Çin’in en tanınan sanatçısı olduğunu söyleyebileceğimiz Ai Weiwei hanedanlık döneminden kalan ve "Ekonomik gelişme" nedeniyle boş bırakılmış olan eski evlerin pencere ve kapılarından bir ev inşa etmişti. Ancak "Şablon" adını verdiği bu ev sergi alanında gerçekleşen bir fırtınada çökünce ortaya istemeden de olsa bir enkaz heykeli çıktı. Ben bunu görünce olağanüstü estetik buldum. Bizi bienalimizde de bu tür enstelasyonların yer alabileceğini düşünüyorum.
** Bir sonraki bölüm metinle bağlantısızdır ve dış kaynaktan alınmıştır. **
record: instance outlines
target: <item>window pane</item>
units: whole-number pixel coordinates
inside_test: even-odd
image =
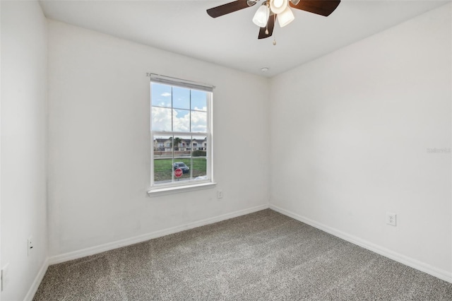
[[[172,107],[190,110],[190,89],[173,87]]]
[[[151,83],[152,105],[171,107],[171,85]]]
[[[168,147],[168,145],[170,147]],[[172,136],[154,137],[154,183],[171,182],[172,170]]]
[[[165,107],[152,107],[153,131],[171,131],[171,109]]]
[[[207,179],[207,138],[205,136],[194,136],[191,141],[192,177],[195,179]]]
[[[191,90],[191,110],[207,111],[207,93],[198,90]]]
[[[191,131],[207,133],[207,112],[191,111]]]
[[[174,131],[190,131],[190,111],[173,110]]]

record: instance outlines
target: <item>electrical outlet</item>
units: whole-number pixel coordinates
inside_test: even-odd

Çağdaş sanatta video ile yapılan sanatın da önemli yer tuttuğunu bilelim ve çoklu ekranlarla yapılan videolu gösterilerle çok etkili sanat da ortaya çıkabiliyor. Bunun örneğini eserleri Venedik Bienali ve Documenta’da sergilenen Chantal Akerman veriyor.

Neyse örnekleri çok arttırabilirim ama umarım deprem bienali ile ilgili duygularımı yeterince güçlü iletebilmişimdir.